ـ1ـ عن ابن عباس رَضِىَ اللّهُ عَنْهُما. في قوله تعالى: ]وَلَوَْ أنْ يَكُونَ النَّاسُ أمَّةً وَاحِدَةً؛ أىْ لَوَْ أنْ أجْعَلَ النَّاسَ كُلَّهُمْ كُفَّاراً لَجَعََلْتُ لِبُيُوتِ الْكُفَّارِ سُقُفاً مِنْ فِضَّةٍ وَمَعارِجَ مِنْ فِضَّةٍ: وَهِىَ الدَّرَجُ، وَسُرراً مِنْ فِضَّةٍ[. أخرجه البخارى معلقاً .
1. (779)- İbnu Abbâs (radıyallahu anhümâ), "Eğer (bütün) insanlar (küfre imrenecek) bir tek ümmet hâline gelmeyecek olsalardı o çok esirgeyen (Allah)'a küfreden kimselerin evlerinin tavanlarını, üstünden çıkacakları merdivenleri, odalarının kapılarını, üzerine yaslanacakları tahtları hep gümüşten yapardık!" (Zuhruf, 33-34) âyeti hakkında şu açıklamayı yaptı: Yani: "İnsanların tamamını küffâr kılmayacak olsam, küffârın evlerine gümüşten tavan, gümüşten merdiven, gümüşten tahtlar yapardım." [Buharî, Tefsir, Zuhruf 1. (Hadis muallaktır).][1]
AÇIKLAMA:
Şarihlerin açıklamasına göre burada korkulan husus, bütün insanların dünyaya meyleden kâfirleşmiş tek bir ümmet hâline gelmesidir.
Fahreddin-i Râzî ayeti şöyle açıklar: "Dünyada kalan zenginlikler, Allah nazarında hiçbir kıymet taşımazlar. Bu sebeple kâfirlere daha çok vermek ister. Onların dünyevî zenginlikleri Allah nazarındaki değerlerini hiç artırmaz.
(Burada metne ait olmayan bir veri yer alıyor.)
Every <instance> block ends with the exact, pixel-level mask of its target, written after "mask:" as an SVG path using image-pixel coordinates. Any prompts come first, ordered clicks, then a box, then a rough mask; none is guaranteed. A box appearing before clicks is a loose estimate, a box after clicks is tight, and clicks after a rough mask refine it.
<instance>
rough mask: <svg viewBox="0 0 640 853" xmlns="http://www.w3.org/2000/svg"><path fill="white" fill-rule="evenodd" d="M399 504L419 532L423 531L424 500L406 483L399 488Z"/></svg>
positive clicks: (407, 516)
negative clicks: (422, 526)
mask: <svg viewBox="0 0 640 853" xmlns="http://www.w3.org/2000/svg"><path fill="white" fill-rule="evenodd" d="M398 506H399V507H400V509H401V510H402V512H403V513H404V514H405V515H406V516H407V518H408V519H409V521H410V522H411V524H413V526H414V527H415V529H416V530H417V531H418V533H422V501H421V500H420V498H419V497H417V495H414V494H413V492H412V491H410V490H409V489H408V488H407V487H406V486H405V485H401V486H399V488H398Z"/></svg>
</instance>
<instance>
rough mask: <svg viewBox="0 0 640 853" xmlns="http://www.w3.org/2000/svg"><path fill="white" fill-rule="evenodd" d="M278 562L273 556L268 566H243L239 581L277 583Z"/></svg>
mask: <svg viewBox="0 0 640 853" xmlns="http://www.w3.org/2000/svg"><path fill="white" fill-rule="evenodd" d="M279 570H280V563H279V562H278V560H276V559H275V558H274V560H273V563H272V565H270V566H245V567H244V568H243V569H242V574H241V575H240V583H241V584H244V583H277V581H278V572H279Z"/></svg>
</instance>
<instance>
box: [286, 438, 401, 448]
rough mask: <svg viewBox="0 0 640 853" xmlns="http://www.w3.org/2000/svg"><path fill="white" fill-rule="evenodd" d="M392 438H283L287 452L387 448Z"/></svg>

Buna rağmen Allah onlara daha fazla vermiyor, zira, insanlar kâfirleri çok zengin görünce, küfür, nazarlarında mergub bir durum kazanır ve hepsi küfre düşerek tek bir millet hâline gelirler.
Âyette kâfirlerin zenginliğini artırma yollarının zikredildiğini görmekteyiz: Tavanın gümüşten, merdivenlerin gümüşten, kapıların, tahtların gümüşten olması.[2]